Stop Building Your Models One Step at a Time. Automate with Pipelines!
Why Pipelines?
When I started building models in Sklearn, I would break each pre-processing step into its cell or chunk of code. This was a good way to get started because you could easily break down the steps into readable chunks. However, while it was easier to read, it ended up lacking repeatability. The next time you presented your model with new data, you had to run through all the steps to transform the data before running the model on the new data, which presented many problems. For example the dimensionality of your data can change if there are new columns created during One Hot Encoding.
The Answer? Pipelines
Anatomy of a Pipeline
First, as usual, the imports needed to run this script.
from sklearn.pipeline import Pipeline
from sklearn.compose import make_column_selector as selector
from sklearn.compose import ColumnTransformer
from sklearn. pre-processing import MinMaxScaler
from sklearn. pre-processing import OneHotEncoder
from sklearn.ensemble import RandomForestRegressor
Column Tranformers
Next is a function for making a column transformer.
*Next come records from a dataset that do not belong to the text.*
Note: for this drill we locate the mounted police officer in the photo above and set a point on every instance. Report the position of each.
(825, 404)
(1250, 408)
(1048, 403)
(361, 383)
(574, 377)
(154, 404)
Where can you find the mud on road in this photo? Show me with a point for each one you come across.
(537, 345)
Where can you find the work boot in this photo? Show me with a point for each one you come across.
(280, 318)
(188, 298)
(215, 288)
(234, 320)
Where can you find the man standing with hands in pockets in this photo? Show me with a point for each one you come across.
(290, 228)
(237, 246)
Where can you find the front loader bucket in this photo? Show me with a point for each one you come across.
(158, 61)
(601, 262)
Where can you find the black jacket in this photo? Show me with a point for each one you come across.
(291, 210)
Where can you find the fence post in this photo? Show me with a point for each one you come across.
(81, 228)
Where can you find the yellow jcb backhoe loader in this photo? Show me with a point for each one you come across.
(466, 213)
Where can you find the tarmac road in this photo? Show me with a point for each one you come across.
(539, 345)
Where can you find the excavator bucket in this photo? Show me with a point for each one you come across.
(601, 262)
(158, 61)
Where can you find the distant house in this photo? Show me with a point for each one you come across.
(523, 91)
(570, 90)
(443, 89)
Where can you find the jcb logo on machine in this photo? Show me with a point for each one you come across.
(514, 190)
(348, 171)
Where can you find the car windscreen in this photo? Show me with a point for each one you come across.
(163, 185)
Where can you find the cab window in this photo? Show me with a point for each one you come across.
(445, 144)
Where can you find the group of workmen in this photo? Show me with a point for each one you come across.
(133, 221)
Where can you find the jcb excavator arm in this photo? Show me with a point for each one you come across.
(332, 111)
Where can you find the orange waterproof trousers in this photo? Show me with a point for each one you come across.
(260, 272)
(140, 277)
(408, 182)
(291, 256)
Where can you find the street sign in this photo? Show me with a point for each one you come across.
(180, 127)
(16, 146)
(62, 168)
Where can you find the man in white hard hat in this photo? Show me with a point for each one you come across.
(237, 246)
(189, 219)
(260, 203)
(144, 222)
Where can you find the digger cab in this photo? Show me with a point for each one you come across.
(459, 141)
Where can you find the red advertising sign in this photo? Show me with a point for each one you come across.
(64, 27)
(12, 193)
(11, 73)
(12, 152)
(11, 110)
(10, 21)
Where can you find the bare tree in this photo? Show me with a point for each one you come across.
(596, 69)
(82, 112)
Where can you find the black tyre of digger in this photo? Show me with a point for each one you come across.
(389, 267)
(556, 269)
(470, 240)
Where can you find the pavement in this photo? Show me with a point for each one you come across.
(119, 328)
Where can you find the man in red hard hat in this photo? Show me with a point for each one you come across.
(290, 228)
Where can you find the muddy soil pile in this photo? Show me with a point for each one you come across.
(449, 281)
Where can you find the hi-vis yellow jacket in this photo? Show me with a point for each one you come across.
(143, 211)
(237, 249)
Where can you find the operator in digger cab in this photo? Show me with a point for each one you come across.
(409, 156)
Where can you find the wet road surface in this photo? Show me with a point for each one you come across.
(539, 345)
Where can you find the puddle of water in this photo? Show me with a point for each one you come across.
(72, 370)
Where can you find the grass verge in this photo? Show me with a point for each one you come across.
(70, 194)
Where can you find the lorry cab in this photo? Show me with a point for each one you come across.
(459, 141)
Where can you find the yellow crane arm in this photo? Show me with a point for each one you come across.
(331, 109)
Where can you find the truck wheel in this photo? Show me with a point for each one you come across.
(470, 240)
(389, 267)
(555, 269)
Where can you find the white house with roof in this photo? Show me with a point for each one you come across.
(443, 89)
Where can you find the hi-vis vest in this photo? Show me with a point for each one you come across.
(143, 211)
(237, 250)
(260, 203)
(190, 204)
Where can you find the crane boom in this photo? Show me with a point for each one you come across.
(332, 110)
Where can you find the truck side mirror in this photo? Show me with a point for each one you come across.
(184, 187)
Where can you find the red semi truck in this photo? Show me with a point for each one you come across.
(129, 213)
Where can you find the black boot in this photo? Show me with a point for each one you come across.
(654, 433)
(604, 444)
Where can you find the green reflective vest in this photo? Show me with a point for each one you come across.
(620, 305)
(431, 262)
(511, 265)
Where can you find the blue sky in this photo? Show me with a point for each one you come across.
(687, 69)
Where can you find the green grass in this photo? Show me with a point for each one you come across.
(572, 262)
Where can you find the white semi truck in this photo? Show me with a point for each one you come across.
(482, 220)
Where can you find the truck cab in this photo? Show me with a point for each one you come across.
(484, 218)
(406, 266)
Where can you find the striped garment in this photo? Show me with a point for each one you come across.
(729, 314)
I prefer to call this as a function to make the code more reusable.
The column transformer allows you to combine any number of pre-processing steps into a single transformer. In the example below, we have a MinMaxScaler
for numeric columns and an OneHotEncoder
for categorical values. You could include any transformer from Sklearn in these steps.
A good example of this from their documentation:
Column Transformer with Mixed Types
In addition to demonstrating both numeric and categorical columns, this shows the column selector which allows you to select groups of columns based on different criteria. The numeric columns are selected via selector(dtype_exclude="object")
. Below demonstrates selecting columns by their name as a simple python list. You can combine any of these select styles with each of the different transformers you supply. Additionally, you name your transformers such as num
and cat
as see below for later identification in your fit model.
def make_coltrans():
column_trans = ColumnTransformer(transformers=
[('num', MinMaxScaler(), selector(dtype_exclude="object")),
('cat', OneHotEncoder(dtype='int', handle_unknown='ignore'), ['CAT_FIELD_ONE', 'CAT_FIELD_TWO'])],
remainder='drop')
return column_trans
The Pipeline
The creation of the pipeline now is a very simple step after creating the column transformer. All you need to do is order the pipeline sequence based on the logical ordering of the steps you would normally take. Here we have two steps, the column transformer, and the classifier. Like the column transformer, we name the steps like prep
and clf
below.
def create_pipe(clf):
'''Create a pipeline for a given classifier. The classifier needs to be an instance
of the classifier with all parmeters needed specified.'''
# Each pipeline uses the same column transformer.
column_trans = make_coltrans()
pipeline = Pipeline([('prep',column_trans),
('clf', clf)])
return pipeline
Creating and Fitting the Model
Finally, we can create an instance of the classifier and pass that to our function above that create the pipeline.
# Creaate the classifier instance and build the pipleline.
clf = RandomForestClassifier(random_state=42, class_weight='balanced')
pipeline = create_pipe(clf)
# Fit the model to the training data
pipeline.fit(X_train, y_train)
Summary
The above demonstrates the simplicity of setting up a pipeline. The first time you walk through this, it can seem a little confusing versus doing each step independently. The benefit is that each time you want to apply this to a new model, or even better, run new data against your fit model, all of the transformation to the data will happen automatically.